Priya Krishna ’13 is the author of Ultimate Dining Hall Hacks, a cookbook based on a column she wrote for The Dartmouth during her time in college. A freelance writer, event producer, and marketing consultant, Krishna lives in New York City and has studied dining halls across the country. (And even better, she says Dartmouth is on par with the best of them!) You can connect with her on Twitter.
How did Dartmouth lead you to become a food writer?
I was a double major in government and French, but those are—surprisingly—not as separate from my passion for food as you might think. It started with The Dartmouth, where I was a staff writer for the Mirror. I wanted to write a restaurant column, but I realized most real people at Dartmouth are actually eating at the dining hall, so I pitched a column about how to make amazing meals within the perceived limits of dining hall food.
I really liked writing about food, so I brought that passion into my academics. I studied abroad in Toulousem, France and London, England, and immersed myself in the food scenes of each country. In my majors, I wrote a lot of papers about food, including one for my government major where I analyzed how tea culture built the British empire. I took a class on the rise of French cuisine and it both made me want to be a French major and inspired me to study food in a more academic way. I wrote my final French thesis on the idea of “taste” and how you can track that word to the rise of cuisine and restaurant culture in France and around the world. It was very cool to take my interest in food and look at it through a more academic lens.

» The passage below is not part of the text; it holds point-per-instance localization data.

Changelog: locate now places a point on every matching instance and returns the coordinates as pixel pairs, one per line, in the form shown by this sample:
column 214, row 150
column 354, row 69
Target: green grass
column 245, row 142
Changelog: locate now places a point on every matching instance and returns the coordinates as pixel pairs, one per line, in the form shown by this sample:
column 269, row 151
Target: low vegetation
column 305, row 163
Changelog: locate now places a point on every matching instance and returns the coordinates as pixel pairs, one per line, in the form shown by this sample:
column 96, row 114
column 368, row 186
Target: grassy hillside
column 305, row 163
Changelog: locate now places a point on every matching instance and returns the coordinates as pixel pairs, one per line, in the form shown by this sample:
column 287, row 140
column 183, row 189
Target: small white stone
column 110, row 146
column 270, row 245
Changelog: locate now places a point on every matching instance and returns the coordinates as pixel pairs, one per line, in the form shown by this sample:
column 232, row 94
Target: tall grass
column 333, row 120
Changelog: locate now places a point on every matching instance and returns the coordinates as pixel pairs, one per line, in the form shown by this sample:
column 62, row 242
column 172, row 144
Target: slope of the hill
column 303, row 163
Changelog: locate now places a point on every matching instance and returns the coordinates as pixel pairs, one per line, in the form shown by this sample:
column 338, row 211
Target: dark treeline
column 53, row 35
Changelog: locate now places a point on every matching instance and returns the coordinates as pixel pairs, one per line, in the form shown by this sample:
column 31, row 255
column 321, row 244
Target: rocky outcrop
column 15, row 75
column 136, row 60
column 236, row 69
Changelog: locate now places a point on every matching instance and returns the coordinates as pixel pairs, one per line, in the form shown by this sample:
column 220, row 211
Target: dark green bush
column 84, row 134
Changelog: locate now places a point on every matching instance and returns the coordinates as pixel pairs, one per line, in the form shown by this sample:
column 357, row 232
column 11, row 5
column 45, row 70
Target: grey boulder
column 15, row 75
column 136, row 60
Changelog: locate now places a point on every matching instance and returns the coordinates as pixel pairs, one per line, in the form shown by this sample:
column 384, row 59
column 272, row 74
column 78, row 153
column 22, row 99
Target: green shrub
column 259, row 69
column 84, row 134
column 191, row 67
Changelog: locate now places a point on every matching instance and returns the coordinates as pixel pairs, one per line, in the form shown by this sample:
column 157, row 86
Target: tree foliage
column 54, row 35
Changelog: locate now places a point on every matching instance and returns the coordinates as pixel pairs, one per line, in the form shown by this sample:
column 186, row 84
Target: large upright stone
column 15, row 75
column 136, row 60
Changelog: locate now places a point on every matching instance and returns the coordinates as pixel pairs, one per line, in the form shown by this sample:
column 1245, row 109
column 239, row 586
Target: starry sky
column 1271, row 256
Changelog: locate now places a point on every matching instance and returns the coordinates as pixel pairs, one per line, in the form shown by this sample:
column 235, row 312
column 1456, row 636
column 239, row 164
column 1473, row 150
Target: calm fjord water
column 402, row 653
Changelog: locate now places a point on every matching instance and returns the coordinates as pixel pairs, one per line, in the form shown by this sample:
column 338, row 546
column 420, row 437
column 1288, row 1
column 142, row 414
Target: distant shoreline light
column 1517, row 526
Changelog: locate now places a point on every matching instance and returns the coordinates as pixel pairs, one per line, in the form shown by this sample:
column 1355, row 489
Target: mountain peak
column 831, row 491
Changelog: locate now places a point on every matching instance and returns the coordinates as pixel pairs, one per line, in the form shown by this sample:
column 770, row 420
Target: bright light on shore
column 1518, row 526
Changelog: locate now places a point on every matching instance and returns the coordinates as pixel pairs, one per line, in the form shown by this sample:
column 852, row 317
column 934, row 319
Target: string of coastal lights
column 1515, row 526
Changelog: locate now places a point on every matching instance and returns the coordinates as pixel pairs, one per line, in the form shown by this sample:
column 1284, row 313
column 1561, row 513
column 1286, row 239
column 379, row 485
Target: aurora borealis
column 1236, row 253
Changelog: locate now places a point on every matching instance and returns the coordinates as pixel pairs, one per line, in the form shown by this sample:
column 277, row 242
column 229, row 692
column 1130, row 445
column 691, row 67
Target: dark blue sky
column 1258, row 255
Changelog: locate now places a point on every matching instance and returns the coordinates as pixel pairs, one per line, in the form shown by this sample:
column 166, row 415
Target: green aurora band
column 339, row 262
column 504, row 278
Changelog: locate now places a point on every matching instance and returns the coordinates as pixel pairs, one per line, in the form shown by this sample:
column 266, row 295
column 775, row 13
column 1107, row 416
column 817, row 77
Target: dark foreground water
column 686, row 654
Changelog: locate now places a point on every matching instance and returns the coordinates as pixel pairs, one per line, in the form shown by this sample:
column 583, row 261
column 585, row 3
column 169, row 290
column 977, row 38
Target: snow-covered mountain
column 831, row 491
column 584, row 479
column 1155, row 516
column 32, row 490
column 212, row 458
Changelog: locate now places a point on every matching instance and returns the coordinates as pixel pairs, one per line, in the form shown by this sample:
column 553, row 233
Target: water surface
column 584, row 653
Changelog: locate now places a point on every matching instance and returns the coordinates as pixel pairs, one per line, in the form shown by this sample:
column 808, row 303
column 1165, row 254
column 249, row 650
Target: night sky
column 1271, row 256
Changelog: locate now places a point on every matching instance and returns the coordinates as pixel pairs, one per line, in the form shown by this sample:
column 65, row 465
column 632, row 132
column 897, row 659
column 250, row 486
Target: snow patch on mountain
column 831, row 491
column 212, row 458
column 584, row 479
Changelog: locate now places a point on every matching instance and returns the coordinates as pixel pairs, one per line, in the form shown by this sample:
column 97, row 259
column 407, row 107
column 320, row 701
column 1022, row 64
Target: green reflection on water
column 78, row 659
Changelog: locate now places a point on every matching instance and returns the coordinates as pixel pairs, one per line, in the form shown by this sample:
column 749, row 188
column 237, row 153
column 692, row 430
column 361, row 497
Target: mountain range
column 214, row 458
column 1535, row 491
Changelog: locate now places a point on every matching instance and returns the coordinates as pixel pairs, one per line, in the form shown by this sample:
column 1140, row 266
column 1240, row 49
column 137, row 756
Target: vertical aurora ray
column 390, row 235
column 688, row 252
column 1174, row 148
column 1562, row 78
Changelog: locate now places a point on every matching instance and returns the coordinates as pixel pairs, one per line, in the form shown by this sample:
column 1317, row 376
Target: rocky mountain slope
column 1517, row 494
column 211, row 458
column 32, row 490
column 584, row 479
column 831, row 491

What advice would you give to alumni who may love food, but have never really cooked before and want to get started?
Buy a cookbook that looks great to you and devote one night a week to mastering a recipe from that cookbook. Once you’ve mastered a recipe, you can come up with variations on that dish and you’ll have an expanded repertoire. As an example, one of my specialties is steak with a really fun spice rub. I found a recipe for steak tacos, and got really good at making them, and then tried lots of variations on it. Now I can make that steak and put it in tacos, on a salad, or use it in a soup or stew. If you can master just five or six recipes and get all the bits down for them, you can take what you’ve learned and expand it so that you know 50 or more recipes.
What is the one recipe that you pull out all the time to impress guests?
I wish I was a better cook, to be perfectly honest. My job is more eating than cooking. For me, it’s about how to take shortcuts. I make a really delicious apple cinnamon bread pudding, but I make it in the microwave. You can find the recipe in my book, but basically you take a thick slice of old bread and break it up and then mix it with milk, apple sauce, and a little cinnamon. You put it in the microwave for a minute and it soaks up all the milk. If you top it with ice cream, it tastes just like real bread pudding, and it’s delicious.
I love cooking for people, but more than spending hours on making something really complicated, I love making something that looks fancy but actually only took a few minutes to make. That’s how I derive the most pleasure from food.